Offline Skill Graph (OSG): A Framework for Learning and Planning using Offline Reinforcement Learning Skills

Ben-ya Halevy,Yehudit Aperstein,Dotan Di Castro
2023-06-24
Abstract:Reinforcement Learning has received wide interest due to its success in competitive games. Yet, its adoption in everyday applications is limited (e.g. industrial, home, healthcare, etc.). In this paper, we address this limitation by presenting a framework for planning over offline skills and solving complex tasks in real-world environments. Our framework is comprised of three modules that together enable the agent to learn from previously collected data and generalize over it to solve long-horizon tasks. We demonstrate our approach by testing it on a robotic arm that is required to solve complex tasks.
Robotics,Artificial Intelligence,Machine Learning
What problem does this paper attempt to address?
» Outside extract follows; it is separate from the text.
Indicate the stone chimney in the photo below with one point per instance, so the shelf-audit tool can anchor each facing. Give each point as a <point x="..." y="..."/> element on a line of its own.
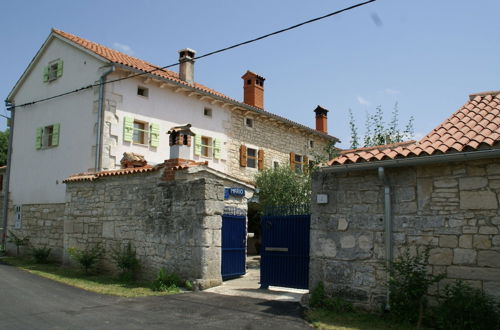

The paper aims to address the following issues: 1. **Long Environment Exploration Time**: Reinforcement Learning (RL) in continuous environments requires long periods of environment exploration, which is not only time-consuming in the real world but may also lead to damage to the robot or the environment. 2. **Single Task Focus**: Most RL algorithms are designed to solve a single task, requiring learning from scratch for new problems, even if the new problem is in the same environment. 3. **Complexity and Poor Interpretability of Solutions**: When using deep neural networks to handle complex tasks, the solutions are complex and difficult to interpret, which particularly affects safety and specific improvements in practical applications. To overcome these limitations, the authors propose a framework that utilizes Offline Reinforcement Learning skills combined with a planner and a controller to solve complex tasks. Specifically, the framework includes three main modules: a set of offline learned skills, an Offline Deep Skill Graph built based on these skills, and a state classification network that maps the state space to the skill graph to achieve reliable initial skill selection. These components are learned offline through previously collected datasets and can effectively plan and execute solutions across different tasks, thereby expanding as the agent's lifecycle progresses.